- Location: Bannu, Pakistan
- Date: 19 January 2014
- Attack type: Bomb blast
- Deaths: 26
- Injured: 38
- Perpetrators: Tehrik-i-Taliban Pakistan

= 2014 Bannu bombing =

Terror attack in Pakistan by the Taliban

The 2014 Bannu Bombing was a bombing attack by the Taliban that killed twenty six Pakistani soldiers. Thirty-eight other people were injured as a result of the bombing.

==History==
The bomb was first placed in an eighteen-seater van. The bomb then hit an army convoy which killed many Pakistani soldiers.
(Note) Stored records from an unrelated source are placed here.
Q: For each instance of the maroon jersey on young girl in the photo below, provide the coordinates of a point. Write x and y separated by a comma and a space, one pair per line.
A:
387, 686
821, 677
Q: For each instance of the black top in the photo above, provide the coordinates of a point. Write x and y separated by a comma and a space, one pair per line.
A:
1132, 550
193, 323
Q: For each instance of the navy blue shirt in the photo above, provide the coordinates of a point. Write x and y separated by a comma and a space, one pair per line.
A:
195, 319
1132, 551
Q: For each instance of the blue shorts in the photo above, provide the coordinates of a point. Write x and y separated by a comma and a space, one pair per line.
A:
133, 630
The vehicle where many of the soldiers were was being rented by the Frontier Corps. The vehicle was traveling to Razmak, in North Waziristan. The bomb exploded at an army checkpoint. Fifteen of the twenty security officers that were injured were taken to the Bannu Combined Military Hospital in critical condition.

==Reaction==
According to TTP spokesman Shahidullah Shahid, "The bombing was carried out to (avenge) the killing of Maulana Waliur Rehman, commander of TTP South Waziristan, who was killed on May 29, 2013, in a U.S. drone strike in Miranshah." The Prime Minister of Pakistan, Nawaz Sharif, canceled a trip to Davos, Switzerland that he had planned.

==Retaliation==
As a result of the bombing, helicopters operated by the Pakistan Army fired missiles, resulting in the deaths of three militants and two children. The helicopters fired at a road in the village of Musaki.